The book brings out the stench and filth in which these people lived for more than a year. In that respect, the sewer itself becomes a character in the book. The protagonist, Sadie, is a teen girl who looks up through a sewer grate one day and sees a girl, Ella, about her age. Sadie and Ella make eye contact and Ella returns to the grate to look down into the sewer to talk to Sadie. Ella’s family is not Jewish and they enjoy a comfortable life. Both girls must keep their friendship secret.

The Jews hiding in the sewer are at the mercy of a young man who brings them scraps of food. It is barely enough to keep them alive. To compound the situation, Sadie’s mother is pregnant.

This story is filled with suspense.
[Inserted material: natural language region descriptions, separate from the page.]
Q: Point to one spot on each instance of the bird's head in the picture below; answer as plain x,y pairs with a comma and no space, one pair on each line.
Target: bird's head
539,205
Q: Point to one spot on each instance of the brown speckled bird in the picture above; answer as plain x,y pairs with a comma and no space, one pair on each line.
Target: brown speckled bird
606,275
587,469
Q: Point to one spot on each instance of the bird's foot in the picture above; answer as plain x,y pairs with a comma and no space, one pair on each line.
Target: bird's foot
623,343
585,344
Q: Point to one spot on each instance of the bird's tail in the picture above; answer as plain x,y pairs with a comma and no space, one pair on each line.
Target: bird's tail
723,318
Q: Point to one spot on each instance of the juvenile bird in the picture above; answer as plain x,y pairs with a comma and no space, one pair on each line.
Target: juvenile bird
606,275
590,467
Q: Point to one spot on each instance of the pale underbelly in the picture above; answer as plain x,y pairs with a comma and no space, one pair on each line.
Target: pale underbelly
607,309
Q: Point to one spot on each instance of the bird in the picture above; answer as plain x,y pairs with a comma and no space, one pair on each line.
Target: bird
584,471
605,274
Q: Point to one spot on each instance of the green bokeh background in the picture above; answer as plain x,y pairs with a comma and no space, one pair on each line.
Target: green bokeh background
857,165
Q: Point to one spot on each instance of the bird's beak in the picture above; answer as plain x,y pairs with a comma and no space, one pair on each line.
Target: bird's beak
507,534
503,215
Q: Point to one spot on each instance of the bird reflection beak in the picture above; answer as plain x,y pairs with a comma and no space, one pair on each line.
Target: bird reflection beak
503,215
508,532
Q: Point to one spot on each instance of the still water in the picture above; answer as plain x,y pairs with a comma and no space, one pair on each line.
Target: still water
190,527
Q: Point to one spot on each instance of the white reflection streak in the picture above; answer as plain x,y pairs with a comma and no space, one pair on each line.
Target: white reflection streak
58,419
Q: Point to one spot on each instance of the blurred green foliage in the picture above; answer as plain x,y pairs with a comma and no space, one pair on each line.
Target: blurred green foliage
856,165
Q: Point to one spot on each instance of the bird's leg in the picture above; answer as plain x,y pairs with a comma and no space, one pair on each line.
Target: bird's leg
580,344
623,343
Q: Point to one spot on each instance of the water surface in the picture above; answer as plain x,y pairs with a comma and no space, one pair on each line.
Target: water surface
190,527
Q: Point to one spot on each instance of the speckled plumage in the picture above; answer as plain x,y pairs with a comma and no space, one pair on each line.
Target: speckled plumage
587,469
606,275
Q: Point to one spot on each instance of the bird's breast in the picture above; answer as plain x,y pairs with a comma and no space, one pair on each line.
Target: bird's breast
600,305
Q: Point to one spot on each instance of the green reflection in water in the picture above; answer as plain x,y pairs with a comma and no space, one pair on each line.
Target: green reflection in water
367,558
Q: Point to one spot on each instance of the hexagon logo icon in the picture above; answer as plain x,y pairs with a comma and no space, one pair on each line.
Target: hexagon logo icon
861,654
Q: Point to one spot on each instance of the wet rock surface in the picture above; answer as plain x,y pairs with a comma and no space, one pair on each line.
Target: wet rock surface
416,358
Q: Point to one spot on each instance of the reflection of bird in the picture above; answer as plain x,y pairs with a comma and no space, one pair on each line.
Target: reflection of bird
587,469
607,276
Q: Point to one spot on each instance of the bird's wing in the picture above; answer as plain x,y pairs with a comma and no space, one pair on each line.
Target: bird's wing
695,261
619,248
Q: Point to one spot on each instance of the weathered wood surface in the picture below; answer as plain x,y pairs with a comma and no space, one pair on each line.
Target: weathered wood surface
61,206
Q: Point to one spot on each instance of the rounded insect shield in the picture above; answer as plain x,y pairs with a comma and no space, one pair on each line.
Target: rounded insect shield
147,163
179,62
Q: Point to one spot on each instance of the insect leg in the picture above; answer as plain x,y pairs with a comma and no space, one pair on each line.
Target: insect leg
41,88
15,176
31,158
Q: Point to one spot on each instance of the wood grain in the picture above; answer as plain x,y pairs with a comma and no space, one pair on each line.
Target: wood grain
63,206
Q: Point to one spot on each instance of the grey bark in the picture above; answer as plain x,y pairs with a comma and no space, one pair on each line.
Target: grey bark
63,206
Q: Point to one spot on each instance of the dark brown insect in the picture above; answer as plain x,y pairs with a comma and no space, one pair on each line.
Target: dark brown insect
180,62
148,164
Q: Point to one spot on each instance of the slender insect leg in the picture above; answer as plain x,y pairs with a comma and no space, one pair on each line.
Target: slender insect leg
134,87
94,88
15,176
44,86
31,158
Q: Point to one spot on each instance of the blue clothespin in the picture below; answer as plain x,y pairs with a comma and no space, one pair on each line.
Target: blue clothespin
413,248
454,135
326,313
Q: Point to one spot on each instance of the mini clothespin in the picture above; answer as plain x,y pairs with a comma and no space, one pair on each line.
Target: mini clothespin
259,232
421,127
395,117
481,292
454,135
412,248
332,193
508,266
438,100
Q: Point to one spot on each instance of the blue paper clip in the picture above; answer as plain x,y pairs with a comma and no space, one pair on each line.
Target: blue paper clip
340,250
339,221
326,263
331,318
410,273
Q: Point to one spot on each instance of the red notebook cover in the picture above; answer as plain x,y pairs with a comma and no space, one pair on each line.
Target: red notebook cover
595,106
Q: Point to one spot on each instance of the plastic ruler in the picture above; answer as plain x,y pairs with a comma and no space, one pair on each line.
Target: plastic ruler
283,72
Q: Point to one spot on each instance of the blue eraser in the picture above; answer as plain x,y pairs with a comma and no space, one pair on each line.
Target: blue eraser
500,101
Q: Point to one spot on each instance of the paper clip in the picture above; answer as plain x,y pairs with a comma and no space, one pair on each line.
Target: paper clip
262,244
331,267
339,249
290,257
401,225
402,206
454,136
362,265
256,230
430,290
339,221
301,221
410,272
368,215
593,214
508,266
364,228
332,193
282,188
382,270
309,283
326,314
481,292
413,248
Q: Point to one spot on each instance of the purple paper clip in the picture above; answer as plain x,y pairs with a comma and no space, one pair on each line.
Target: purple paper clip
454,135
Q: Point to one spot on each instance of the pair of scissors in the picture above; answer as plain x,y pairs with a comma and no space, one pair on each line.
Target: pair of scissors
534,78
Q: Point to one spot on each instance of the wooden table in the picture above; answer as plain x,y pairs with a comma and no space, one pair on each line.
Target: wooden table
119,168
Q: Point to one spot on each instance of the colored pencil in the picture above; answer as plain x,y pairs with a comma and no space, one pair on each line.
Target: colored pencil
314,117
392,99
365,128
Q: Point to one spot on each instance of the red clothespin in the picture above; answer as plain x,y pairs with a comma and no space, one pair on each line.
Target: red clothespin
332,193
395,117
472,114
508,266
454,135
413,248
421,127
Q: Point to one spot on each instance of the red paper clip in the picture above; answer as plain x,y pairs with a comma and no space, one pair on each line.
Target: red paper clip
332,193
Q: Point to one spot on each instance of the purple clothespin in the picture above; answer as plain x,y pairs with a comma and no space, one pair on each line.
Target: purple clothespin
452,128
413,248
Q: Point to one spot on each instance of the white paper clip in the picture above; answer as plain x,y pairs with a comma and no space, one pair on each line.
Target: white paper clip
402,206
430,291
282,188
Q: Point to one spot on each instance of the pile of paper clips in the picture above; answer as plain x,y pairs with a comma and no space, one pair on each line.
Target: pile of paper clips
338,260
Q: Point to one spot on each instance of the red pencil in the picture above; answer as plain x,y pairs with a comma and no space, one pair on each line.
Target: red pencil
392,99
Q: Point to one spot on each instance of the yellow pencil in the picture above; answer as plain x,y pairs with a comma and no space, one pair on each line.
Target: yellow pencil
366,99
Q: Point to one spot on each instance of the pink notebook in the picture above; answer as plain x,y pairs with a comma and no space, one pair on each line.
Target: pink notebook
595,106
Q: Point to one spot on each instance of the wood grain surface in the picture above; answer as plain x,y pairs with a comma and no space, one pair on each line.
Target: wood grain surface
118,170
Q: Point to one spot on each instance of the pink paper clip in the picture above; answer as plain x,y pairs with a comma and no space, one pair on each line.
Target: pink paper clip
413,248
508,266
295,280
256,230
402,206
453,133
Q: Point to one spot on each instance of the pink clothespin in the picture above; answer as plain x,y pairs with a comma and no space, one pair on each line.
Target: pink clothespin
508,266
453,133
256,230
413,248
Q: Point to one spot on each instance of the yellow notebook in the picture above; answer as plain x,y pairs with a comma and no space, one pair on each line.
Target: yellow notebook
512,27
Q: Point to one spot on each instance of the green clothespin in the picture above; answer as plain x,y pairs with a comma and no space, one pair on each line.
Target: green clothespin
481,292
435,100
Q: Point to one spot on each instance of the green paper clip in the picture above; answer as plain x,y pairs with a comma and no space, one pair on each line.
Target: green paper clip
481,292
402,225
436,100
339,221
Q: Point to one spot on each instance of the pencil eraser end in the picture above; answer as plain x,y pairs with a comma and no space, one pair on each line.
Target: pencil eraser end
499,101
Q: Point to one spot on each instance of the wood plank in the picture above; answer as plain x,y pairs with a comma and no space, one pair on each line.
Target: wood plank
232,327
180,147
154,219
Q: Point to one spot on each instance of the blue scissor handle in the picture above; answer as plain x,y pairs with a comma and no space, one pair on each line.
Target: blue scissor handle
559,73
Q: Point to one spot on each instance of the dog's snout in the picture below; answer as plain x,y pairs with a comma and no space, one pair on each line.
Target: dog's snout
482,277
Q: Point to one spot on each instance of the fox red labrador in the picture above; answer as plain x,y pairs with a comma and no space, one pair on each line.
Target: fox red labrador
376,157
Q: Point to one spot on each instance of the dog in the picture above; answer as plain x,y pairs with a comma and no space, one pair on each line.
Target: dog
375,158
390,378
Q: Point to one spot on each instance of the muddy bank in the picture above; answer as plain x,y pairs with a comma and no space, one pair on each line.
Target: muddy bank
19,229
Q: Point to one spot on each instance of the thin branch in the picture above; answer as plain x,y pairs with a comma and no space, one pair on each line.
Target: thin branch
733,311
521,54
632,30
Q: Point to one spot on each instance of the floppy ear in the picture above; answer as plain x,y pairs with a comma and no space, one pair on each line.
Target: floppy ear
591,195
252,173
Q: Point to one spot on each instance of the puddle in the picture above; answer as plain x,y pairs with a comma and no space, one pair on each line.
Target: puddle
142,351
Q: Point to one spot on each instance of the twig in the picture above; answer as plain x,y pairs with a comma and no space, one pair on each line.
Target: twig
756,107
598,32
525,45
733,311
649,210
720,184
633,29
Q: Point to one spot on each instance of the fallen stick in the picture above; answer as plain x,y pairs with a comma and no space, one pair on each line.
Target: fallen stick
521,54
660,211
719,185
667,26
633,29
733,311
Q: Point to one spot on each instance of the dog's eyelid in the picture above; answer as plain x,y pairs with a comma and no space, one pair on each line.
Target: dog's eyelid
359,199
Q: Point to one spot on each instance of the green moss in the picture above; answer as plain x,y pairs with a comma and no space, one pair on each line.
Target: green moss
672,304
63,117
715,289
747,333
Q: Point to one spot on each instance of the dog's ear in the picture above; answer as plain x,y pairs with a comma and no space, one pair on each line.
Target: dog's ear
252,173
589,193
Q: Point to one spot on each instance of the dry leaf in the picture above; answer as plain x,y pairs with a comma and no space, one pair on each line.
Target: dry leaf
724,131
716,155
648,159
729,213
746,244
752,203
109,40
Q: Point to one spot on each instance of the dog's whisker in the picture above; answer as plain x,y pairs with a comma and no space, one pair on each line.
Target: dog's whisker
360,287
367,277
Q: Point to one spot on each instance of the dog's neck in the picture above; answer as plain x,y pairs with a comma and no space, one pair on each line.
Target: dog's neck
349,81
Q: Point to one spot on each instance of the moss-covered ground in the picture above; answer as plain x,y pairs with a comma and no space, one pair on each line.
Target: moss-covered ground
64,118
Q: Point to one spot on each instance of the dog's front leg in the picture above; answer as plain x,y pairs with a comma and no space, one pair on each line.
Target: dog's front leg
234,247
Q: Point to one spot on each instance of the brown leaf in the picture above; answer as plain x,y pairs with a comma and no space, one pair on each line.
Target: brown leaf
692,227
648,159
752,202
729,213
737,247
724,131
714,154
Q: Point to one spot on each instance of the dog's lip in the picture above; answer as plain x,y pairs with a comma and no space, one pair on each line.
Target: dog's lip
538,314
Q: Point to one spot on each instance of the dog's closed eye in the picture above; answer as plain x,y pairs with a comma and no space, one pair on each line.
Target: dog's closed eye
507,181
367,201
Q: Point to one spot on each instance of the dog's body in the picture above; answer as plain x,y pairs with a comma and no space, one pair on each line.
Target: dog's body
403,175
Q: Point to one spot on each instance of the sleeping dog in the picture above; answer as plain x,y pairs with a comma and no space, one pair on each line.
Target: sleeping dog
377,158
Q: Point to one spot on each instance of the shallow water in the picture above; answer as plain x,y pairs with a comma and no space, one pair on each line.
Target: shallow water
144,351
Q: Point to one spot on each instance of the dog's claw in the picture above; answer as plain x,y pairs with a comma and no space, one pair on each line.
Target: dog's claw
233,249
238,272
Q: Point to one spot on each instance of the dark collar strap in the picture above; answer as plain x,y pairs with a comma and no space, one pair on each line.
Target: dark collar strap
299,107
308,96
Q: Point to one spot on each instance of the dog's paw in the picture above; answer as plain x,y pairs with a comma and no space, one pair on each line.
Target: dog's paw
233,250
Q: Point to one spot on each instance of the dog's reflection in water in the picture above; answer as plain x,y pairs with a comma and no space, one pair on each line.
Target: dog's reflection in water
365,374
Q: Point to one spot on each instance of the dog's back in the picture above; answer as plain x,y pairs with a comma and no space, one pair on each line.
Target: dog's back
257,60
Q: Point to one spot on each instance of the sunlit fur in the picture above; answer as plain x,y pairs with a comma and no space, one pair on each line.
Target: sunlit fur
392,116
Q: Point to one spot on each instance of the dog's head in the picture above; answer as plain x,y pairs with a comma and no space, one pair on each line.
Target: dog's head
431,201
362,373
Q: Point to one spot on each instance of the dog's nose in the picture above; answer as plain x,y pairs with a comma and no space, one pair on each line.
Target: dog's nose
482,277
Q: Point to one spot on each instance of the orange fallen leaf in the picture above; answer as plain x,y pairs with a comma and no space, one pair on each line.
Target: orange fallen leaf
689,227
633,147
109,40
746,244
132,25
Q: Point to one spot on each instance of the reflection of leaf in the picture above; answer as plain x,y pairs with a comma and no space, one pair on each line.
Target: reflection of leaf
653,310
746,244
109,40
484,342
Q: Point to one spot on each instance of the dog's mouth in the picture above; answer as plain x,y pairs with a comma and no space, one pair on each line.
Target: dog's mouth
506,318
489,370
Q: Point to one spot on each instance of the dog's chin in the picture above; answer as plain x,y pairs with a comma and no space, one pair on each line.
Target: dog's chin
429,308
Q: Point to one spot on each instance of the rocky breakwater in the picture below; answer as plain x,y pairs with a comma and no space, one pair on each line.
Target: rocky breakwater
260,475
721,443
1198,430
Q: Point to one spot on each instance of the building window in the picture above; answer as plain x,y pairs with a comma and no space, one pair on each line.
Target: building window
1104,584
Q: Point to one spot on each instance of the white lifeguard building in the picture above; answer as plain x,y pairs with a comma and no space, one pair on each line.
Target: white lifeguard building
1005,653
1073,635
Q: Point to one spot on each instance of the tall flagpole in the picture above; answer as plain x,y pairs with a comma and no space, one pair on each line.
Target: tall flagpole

The ending was bittersweet, but I loved the epilogue.

I’ve read and enjoyed two of Pam Jenoff’s other novels, The Orphan’s Tale (See my August 7, 2017 blog post, Late July Reading) and The Lost Girls of Paris (See my May 3, 2021 blog post, 5 Historical Novels I Read in April 2021.)


Local Woman Missing, by Mary Kubica

Local Woman Missing, by Mary Kubica

I’d heard and read good things about this novel and looked forward to listening to it. I had trouble keeping up with whose point-of-view I was hearing, though, so I returned the book on CD to the public library.

Reading the printed book might be easier, when I get a chance to do that. I think the problem was mine and not the writer’s. With Chronic Fatigue Syndrome, I sometimes have concentration difficulties.

One thing in the book made me laugh out loud. You may recall that on March 29, 2021, my blog post title was #Idiom: As All Get Out. Several of you responded to let me know you’d never heard that expression before, while others said that you had but not in a long time. I was absolutely delighted that one of the characters in Local Woman Missing used “as all get out” several times.

I’ll probably give this book another chance when I can read it on my Kindle and adjust the font size.

Since my last blog post

I’ve worked on my historical novel manuscript. It feels great to be back on it! I’ve arranged for a professional editor to evaluate the first 50 pages of my 303-page manuscript. I’ll let you know what she has to say about it in a future blog post.

Until my next blog post

I hope you have at least one good book to read. I’m reading several.

I hope you’ve been able to get your Covid-19 vaccination, if you’re health allows you to take it. Variants of the virus will continue to develop until a greater percentage of us receive the vaccine. How fortunate we are to live in the 21st century when such vaccines are possible!

Enjoy your week, whatever you’re doing.